Thanksgiving is almost here.  I can’t wait.  When I was a kid, growing up on a farm in Kentucky, Thanksgiving started early in the morning with rabbit hunting.  Back then we often had snow which made the hunting even more fun.

My short beagle was named Suzie.  She loved to chase rabbits.  When she was young she could do it all day long.  When she jumped a rabbit, we just stayed put and watched Suzie.  Eventually, the rabbit would run back to the spot where it was jumped staying ahead of the hound.  At that point we had the beginnings of rabbit stew.

My shotgun was a Browning Sweet 16.  I think I bought it new for about $165.  I still have it but it has not been fired in decades.  The bluing is worn off the receiver.  I always carried it by the receiver, ready to shoulder and drop bunnies, crows, quail, squirrels and doves. 
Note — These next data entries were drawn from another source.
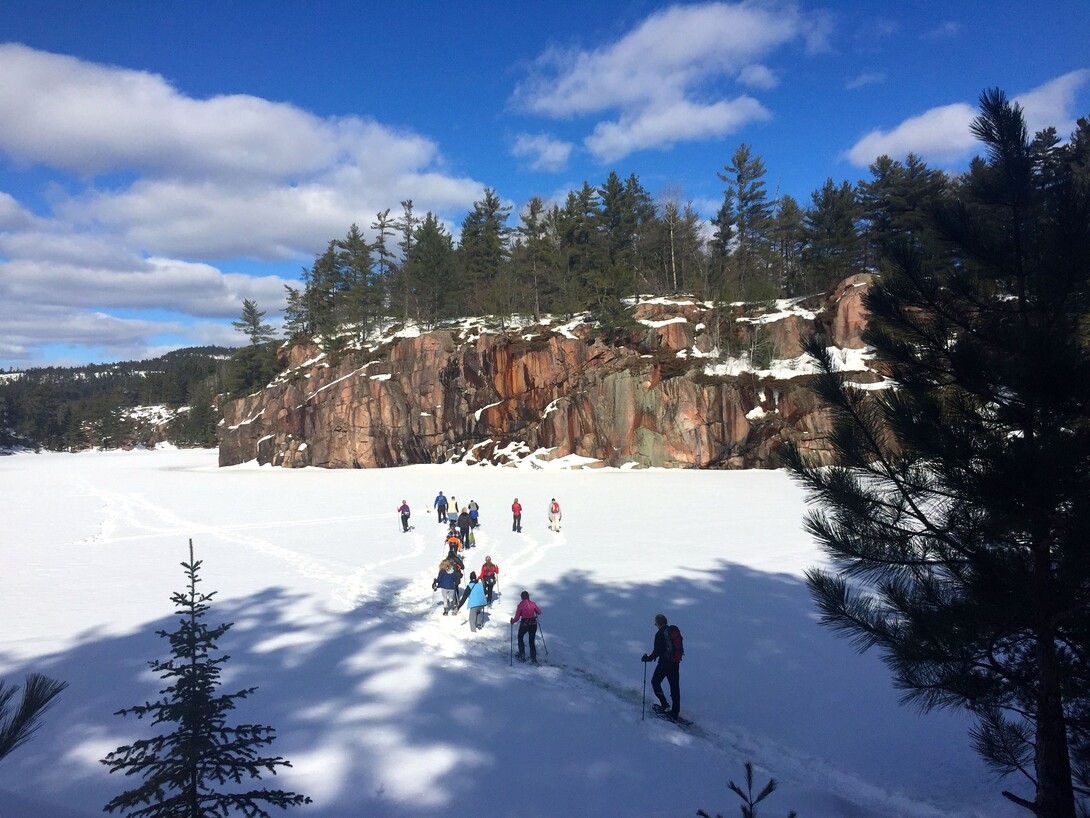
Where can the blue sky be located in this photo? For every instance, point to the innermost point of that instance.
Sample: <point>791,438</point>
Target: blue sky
<point>161,161</point>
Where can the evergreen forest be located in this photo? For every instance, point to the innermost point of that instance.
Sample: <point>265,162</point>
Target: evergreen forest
<point>604,244</point>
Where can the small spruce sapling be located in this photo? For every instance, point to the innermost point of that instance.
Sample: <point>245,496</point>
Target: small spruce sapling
<point>19,724</point>
<point>196,770</point>
<point>750,802</point>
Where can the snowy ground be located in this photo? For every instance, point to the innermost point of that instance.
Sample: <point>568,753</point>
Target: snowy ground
<point>387,708</point>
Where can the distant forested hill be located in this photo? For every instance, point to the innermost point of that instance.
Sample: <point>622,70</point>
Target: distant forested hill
<point>132,403</point>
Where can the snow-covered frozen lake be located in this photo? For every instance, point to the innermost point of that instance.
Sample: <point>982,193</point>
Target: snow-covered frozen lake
<point>387,708</point>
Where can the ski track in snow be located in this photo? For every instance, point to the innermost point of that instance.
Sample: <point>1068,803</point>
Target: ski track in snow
<point>135,512</point>
<point>415,610</point>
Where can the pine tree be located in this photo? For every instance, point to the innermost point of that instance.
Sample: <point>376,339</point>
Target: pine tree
<point>531,253</point>
<point>834,247</point>
<point>751,220</point>
<point>958,519</point>
<point>253,324</point>
<point>197,770</point>
<point>483,251</point>
<point>432,266</point>
<point>359,291</point>
<point>401,286</point>
<point>788,239</point>
<point>19,723</point>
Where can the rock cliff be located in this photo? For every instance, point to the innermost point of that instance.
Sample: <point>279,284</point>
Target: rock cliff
<point>695,387</point>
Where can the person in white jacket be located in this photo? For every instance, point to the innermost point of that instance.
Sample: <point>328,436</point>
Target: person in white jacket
<point>554,515</point>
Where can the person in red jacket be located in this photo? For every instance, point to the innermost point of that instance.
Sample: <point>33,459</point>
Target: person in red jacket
<point>527,615</point>
<point>489,573</point>
<point>517,516</point>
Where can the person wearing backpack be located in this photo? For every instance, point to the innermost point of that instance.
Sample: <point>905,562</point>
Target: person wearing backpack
<point>527,615</point>
<point>554,515</point>
<point>517,516</point>
<point>668,650</point>
<point>473,594</point>
<point>445,581</point>
<point>489,573</point>
<point>463,527</point>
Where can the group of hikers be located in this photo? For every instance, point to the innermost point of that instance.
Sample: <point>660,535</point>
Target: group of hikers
<point>480,591</point>
<point>465,519</point>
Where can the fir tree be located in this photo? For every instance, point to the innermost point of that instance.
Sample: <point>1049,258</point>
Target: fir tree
<point>751,219</point>
<point>253,324</point>
<point>431,263</point>
<point>483,251</point>
<point>198,769</point>
<point>19,723</point>
<point>958,521</point>
<point>834,248</point>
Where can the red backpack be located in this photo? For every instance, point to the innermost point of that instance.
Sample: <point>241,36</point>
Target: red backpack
<point>676,642</point>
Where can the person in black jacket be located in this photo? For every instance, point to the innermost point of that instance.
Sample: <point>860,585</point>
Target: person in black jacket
<point>667,669</point>
<point>463,526</point>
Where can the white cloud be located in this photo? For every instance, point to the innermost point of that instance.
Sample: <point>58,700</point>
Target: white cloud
<point>227,176</point>
<point>942,134</point>
<point>1054,103</point>
<point>544,152</point>
<point>758,76</point>
<point>231,176</point>
<point>671,122</point>
<point>864,80</point>
<point>659,68</point>
<point>945,29</point>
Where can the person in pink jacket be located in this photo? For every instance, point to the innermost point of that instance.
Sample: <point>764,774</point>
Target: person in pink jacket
<point>527,615</point>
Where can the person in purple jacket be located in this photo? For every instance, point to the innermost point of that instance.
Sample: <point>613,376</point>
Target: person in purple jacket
<point>527,615</point>
<point>448,584</point>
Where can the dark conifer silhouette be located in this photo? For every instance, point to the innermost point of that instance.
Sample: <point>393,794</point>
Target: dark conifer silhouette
<point>19,723</point>
<point>959,519</point>
<point>197,770</point>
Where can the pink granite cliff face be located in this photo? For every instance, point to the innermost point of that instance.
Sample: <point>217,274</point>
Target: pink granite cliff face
<point>497,397</point>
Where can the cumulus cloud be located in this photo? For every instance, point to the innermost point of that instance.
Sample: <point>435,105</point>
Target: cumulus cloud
<point>758,76</point>
<point>667,123</point>
<point>946,29</point>
<point>544,152</point>
<point>1054,103</point>
<point>942,133</point>
<point>662,67</point>
<point>231,176</point>
<point>866,79</point>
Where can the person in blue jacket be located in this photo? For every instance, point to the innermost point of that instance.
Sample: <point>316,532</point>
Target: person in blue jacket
<point>447,582</point>
<point>474,593</point>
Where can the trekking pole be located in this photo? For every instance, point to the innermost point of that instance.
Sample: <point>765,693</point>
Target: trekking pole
<point>643,707</point>
<point>541,633</point>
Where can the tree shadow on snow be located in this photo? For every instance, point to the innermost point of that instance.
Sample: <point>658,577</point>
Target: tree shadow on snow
<point>389,710</point>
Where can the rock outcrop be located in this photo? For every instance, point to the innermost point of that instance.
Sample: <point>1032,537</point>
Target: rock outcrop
<point>690,391</point>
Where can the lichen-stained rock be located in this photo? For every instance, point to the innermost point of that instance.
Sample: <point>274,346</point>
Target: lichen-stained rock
<point>501,396</point>
<point>850,314</point>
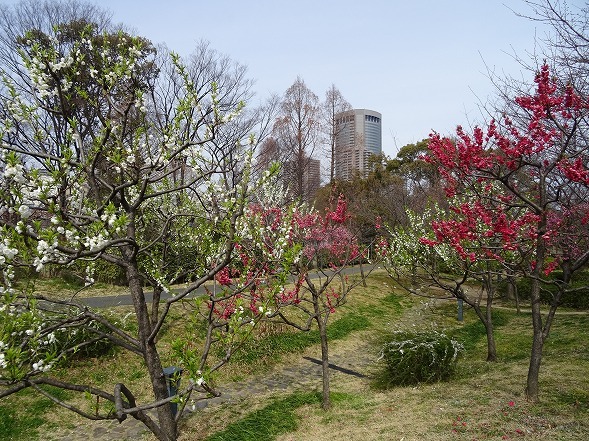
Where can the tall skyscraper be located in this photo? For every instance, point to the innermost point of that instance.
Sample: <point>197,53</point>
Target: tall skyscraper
<point>358,136</point>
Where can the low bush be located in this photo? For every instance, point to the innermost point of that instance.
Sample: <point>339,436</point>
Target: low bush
<point>413,357</point>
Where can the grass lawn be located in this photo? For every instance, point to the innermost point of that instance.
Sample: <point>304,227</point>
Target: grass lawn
<point>483,401</point>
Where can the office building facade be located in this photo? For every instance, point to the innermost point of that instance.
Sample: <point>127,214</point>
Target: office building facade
<point>358,137</point>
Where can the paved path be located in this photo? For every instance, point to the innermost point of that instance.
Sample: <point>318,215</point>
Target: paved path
<point>305,374</point>
<point>125,299</point>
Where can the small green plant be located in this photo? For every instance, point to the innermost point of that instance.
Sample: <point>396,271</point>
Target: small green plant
<point>413,357</point>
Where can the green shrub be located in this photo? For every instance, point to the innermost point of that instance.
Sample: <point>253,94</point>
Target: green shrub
<point>413,357</point>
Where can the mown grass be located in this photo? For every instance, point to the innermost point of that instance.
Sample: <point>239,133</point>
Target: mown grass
<point>23,418</point>
<point>474,404</point>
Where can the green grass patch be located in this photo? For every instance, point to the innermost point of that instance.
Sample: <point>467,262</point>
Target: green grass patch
<point>21,416</point>
<point>473,330</point>
<point>288,342</point>
<point>266,424</point>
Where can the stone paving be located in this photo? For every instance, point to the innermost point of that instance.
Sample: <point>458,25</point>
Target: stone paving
<point>353,360</point>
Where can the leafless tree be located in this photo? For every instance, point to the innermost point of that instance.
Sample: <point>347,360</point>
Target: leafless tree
<point>297,131</point>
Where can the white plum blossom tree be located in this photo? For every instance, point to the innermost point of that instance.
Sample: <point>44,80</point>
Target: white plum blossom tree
<point>97,166</point>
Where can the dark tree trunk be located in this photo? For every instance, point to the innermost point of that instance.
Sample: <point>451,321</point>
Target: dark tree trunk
<point>326,398</point>
<point>167,425</point>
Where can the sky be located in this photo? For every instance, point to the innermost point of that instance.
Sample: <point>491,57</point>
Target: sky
<point>423,64</point>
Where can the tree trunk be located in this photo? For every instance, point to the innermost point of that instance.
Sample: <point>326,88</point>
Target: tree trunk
<point>486,320</point>
<point>155,303</point>
<point>490,288</point>
<point>167,425</point>
<point>491,348</point>
<point>532,384</point>
<point>326,398</point>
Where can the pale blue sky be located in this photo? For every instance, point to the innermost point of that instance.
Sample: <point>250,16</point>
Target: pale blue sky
<point>421,63</point>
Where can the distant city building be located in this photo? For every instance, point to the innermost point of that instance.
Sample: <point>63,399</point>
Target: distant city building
<point>310,173</point>
<point>358,136</point>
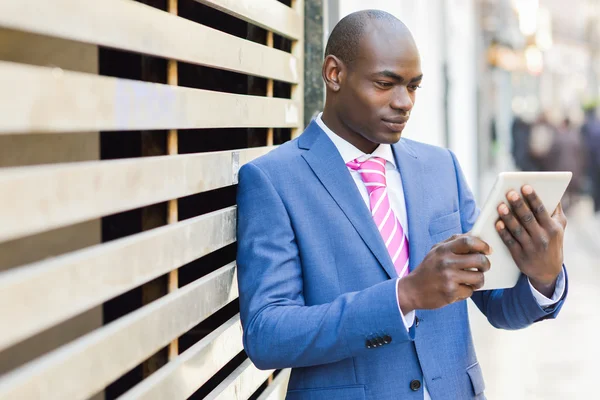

Also, when I was a kid, Interstate 75 was under construction.  For a few years it was built in sections.  The bare ground that had been excavated was planted with winter wheat.  Thousands of doves followed that corridor between Lexington and Berea, Kentucky.  That is where we dove hunted during those years.  I don’t know how many thousand hunters lined the highway that was closed to traffic.  The Fish & Wildlife officers didn’t have a problem with us hunting on weekends.  It was off limits during the week to protect the workers.  Sometimes we found areas where workers were not present and hunted on weekdays anyway.  We never got caught.   

Our farm where we also lived was near the Interstate at Boonesborough. Farmers raised millet and soybeans.  I was always invited to dove hunt in those fields.  Later, I started raising wheat myself.  I plowed, disked, harrowed and sowed the seeds in the Spring.  A couple of weeks before dove season opened, I would cut the wheat, throwing the seed all over the ground.  This was a “normal agriculture practice” according to my farming protocol.  

After a few hunts, we baled the wheat for straw.  Sometimes I forgot to bale it but my intentions were always good and my farming was always in conflict with school. The only thing that was a higher priority than school was hunting and fishing.  Farming was further down the list.  Chasing girls became “priority one” later. Fishing dropped to two, hunting to three and school fell to four. 

Later, the Army became one, chasing girls two, fishing three and hunting dropped to four.

I became interested in fly fishing when I was eleven years old.  I had read about it, but never actually saw anyone do it.  I got a rod, reel and fly tying kit for my birthday that year.  I was immediately hooked.  I think it was more the tying of the flies and catching the bass, bluegill or trout on something I made that intrigued me.  Later in life it was more about catching trout in a stream, casting technique and living the lifestyle but still tying the flies.  Most of my close friends fly fished when I was an adult.  Most of my close friends still fly fish, some more than others. 

But still, the manufacturing of the fly is a big part of the sport for me.  Seldom, do I go through a 24 hour period without at least tying a couple of steps or a fly or two. 

Hey, we are open today.  We are always open on Sundays.  Come on by.  It’s me, Bill H and Paul on duty today. 

Have a great day and thank you for being here with us.